Southampton: Ian Bell rediscovered his form with sparkling 167 as England piled up a mammoth first innings total of 569/7 to take control of the third cricket Test against India here on Monday.
After Alastair Cook, it was Bell`s turn to roar back to form with a blazing knock while debutant Jos Buttler upped the ante with a dazzling 83-ball-85 before England skipper decided to declare. At stumps, India were 25 for one in 14 overs as their first target will be to reach the magic figure of 370 thereby saving the follow-on. Murali Vijay (11 batting) and Cheteshwar Pujara (4 batting) were at the crease.
Shikhar Dhawan`s (6) English Summer turned from bad to worse as he edged one from James Anderson to Cook at slip. The day belonged to senior pro Bell, who hit his 21st Test century and also crossed the 7000 run mark en route his century. He completed the landmark with a majestic straight six off Ravindra Jadeja to complete the landmark.
His partnership with another centurion Gary Ballance (156) yielded 142 runs before the left-hander was adjudged caught behind off Rohit Sharma, which later looked to be a dubious decision. Ballance, struck 24 boundaries in 288 balls in an innings, that spanned over six hours and 15 minutes. Joe Root and Moeen Ali were dismissed cheaply in the post lunch session by Bhuvneshwar Kumar, who was by far the most impressive Indian bowler with figures of 3/101 from 37 overs.
However it was young Buttler replacing Prior, who stole the show in the last session with some breathtaking hitting as he struck nine fours and three sixes. Buttler was lucky to when there was no conclusive evidence of Ajinkya Rahane taking a clean catch in the slips off Bhuvneshwar`s bowling. Two of the three sixes hit by Buttler were flat-batted ones hit in an over from Pankaj Singh (0/146 in 37 overs).
Once Buttler was bowled by Jadeja, Cook called back the batsmen. Jadeja sent down a marathon 45.4 overs taking two for 153 in the process. It was surprising to see that the Indian skipper not giving a lengthy spell to any of his three medium-pacers after lunch, instead opting to give them one over at a time. Mohammad Shami (1/123), Pankaj and Bhuvneshwar were rotated in this manner throughout the first hour of play.

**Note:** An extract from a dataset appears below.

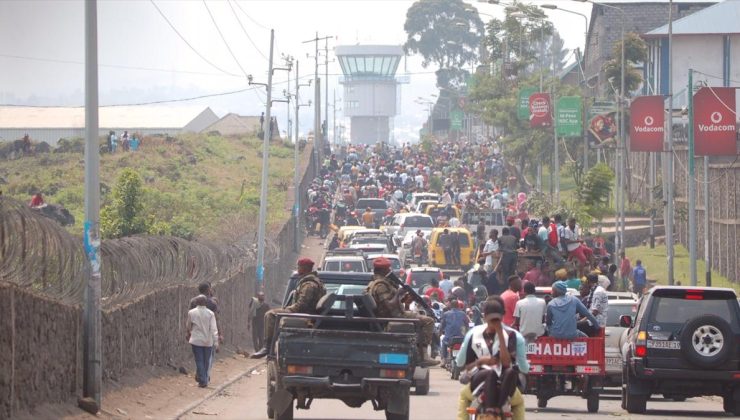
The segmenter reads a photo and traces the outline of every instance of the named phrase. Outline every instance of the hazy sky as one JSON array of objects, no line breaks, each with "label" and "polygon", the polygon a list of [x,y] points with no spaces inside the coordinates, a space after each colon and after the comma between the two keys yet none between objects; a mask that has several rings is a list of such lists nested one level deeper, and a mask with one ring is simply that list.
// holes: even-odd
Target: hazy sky
[{"label": "hazy sky", "polygon": [[[246,73],[253,74],[255,80],[265,81],[267,60],[262,54],[269,52],[269,30],[266,28],[275,29],[275,57],[279,58],[283,53],[293,55],[300,60],[301,75],[310,75],[314,68],[313,58],[307,58],[306,54],[313,55],[314,45],[303,44],[302,41],[313,38],[317,29],[321,36],[336,37],[330,40],[330,48],[355,43],[402,44],[406,38],[403,31],[406,11],[413,3],[407,0],[237,0],[231,3],[209,0],[206,7],[203,1],[196,0],[155,2],[193,49],[220,70],[188,47],[151,1],[99,1],[102,105],[242,89],[247,87],[247,82],[240,65]],[[550,0],[549,3],[590,15],[588,4],[571,0]],[[485,14],[499,17],[503,14],[501,6],[479,2],[473,5]],[[209,9],[239,64],[219,36]],[[583,18],[560,11],[547,12],[565,39],[566,47],[582,48]],[[33,96],[37,104],[81,105],[84,86],[81,64],[84,59],[83,19],[81,1],[0,0],[0,102],[27,101]],[[249,41],[245,30],[259,51]],[[330,57],[333,58],[332,53]],[[329,67],[330,74],[340,73],[337,63],[330,63]],[[221,70],[233,75],[224,74]],[[409,57],[406,67],[403,63],[399,67],[399,72],[410,73],[410,84],[401,88],[401,115],[396,119],[397,130],[419,129],[426,109],[415,104],[414,100],[435,92],[434,70],[422,68],[417,57]],[[323,67],[320,71],[323,73]],[[294,73],[291,78],[293,76]],[[285,79],[284,72],[276,72],[276,81]],[[282,94],[284,88],[285,84],[277,85],[275,93]],[[337,77],[332,76],[330,98],[335,88],[340,98],[341,87],[337,84]],[[302,95],[306,99],[311,96],[305,88]],[[264,91],[203,99],[187,105],[211,106],[220,115],[226,112],[259,114],[264,110],[261,101],[264,101]],[[276,103],[273,112],[284,129],[285,104]],[[303,108],[302,131],[311,124],[310,112],[309,108]]]}]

This bowling merry-go-round resulted in the wicket of Joe Root (3), out in the 128th off Kumar, and perhaps put a check on the scoring as well with only 30 runs coming off the 13 overs bowled. Even after the drinks break, this ploy from Dhoni continued but he also deployed Ravindra Jadeja (1-101) from the other end.
But Bell who had enough of this negative tactic and he charged down the wicket in the 135th over of the innings and deposited Jadeja straight down the ground for his second six, bringing up his hundred off 179 balls, with 12 fours included. The 400-run mark had come up in the same over as Jadeja was taken for 21 runs. Bhuvneshwar then got his second wicket with Moeen Ali (12 runs, 28 balls, 1 four) again falling to a short ball. And he should have had his third as well but Buttler, on nought, was adjudged not out by the third umpire when Ajinkya Rahane took a low catch at second slip.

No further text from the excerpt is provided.